Protein is an important nutrient that should be consumed in higher amounts by most individuals, particularly exercising individuals. Additional considerations of protein as they relate to timing and meal patterns continue to garner a great deal of attention. Although more research is needed, current findings indicate that protein consumption surrounding a workout has the potential to impact adaptations to exercise training, particularly when total protein intake does not meet bodily demands. Other work suggests that consuming a regular distribution of protein across the day may promote favorable changes in MPS and markers of health. As an approach to lose weight, diets that are restricted in calories and higher in protein consistently indicate favorable, and in many cases, greater improvements in weight loss and fat loss as well as maintenance of LBM. Similarly, elevated protein and amino acid intake in conjunction with resistance exercise is the most effective stimulus to instigate favorable improvements in FFM and strength.

In conclusion, the following take-home points are provided:

  • From a timing of nutrients perspective, research involving both protein and carbohydrate indicate that total absolute intake is an important consideration. In both instances, any beneficial impact of protein timing seems to be diminished (or eliminated altogether) when absolute intake of protein (1.2–1.6 g·kg−1·d−1) achieves levels commensurate with activity levels.
  • In a similar fashion, coingestion of carbohydrate with protein has potential to favorably impact rates of muscle glycogen recovery, but this effect is most predominant when absolute daily intake of carbohydrates are not of a level that is commensurate with activity levels (7–10 g·kg−1·d−1).

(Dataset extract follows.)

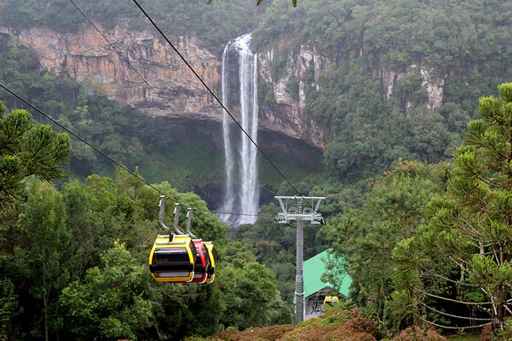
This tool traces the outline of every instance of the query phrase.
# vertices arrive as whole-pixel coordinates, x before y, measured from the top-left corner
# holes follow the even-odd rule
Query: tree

  • Available research does indicate that postexercise ingestion of protein may exert favorable outcomes, such as improvements in strength and FFM. When this research is performed in untrained or individuals with only minimal exposure to exercise training, the impact of timing is likely greater, an outcome that is more likely to do with the training status and known changes in protein metabolism.
  • Consuming multiple (≥3) doses of protein in intermediate sizes doses (20–25 g) throughout the day may favorably impact changes in MPS and overall changes in body mass, fat mass, and FFM.
  • In combination with a heavy resistance training program (4–5 d/wk, multijoint exercises, 3–4 sets of 6–10RM loads [70–85% 1RM], and 2-minute rest between sets), elevated intakes of dietary protein (1.2–1.6 g·kg−1·d−1) have been clearly shown in the literature to promote greater accretion of strength and FFM.
  • Modest caloric restriction (women: 1,400–1,600 calories and men: 1,800–2,000 calories) in combination with a consistent exercise program that combines aerobic and resistance exercise (4–5 d/wk, 170–200 min/wk) is an effective long-term approach to losing body mass with a majority of this coming from fat mass.
  • Modest replacement of carbohydrate with protein (carbohydrate: protein ratio of >3.5, or protein content of 30–40% of total calories) has been shown to further promote fat loss, minimize loss of FFM, and also promote improvements in glucose, insulin, triglyceride, and cholesterol levels.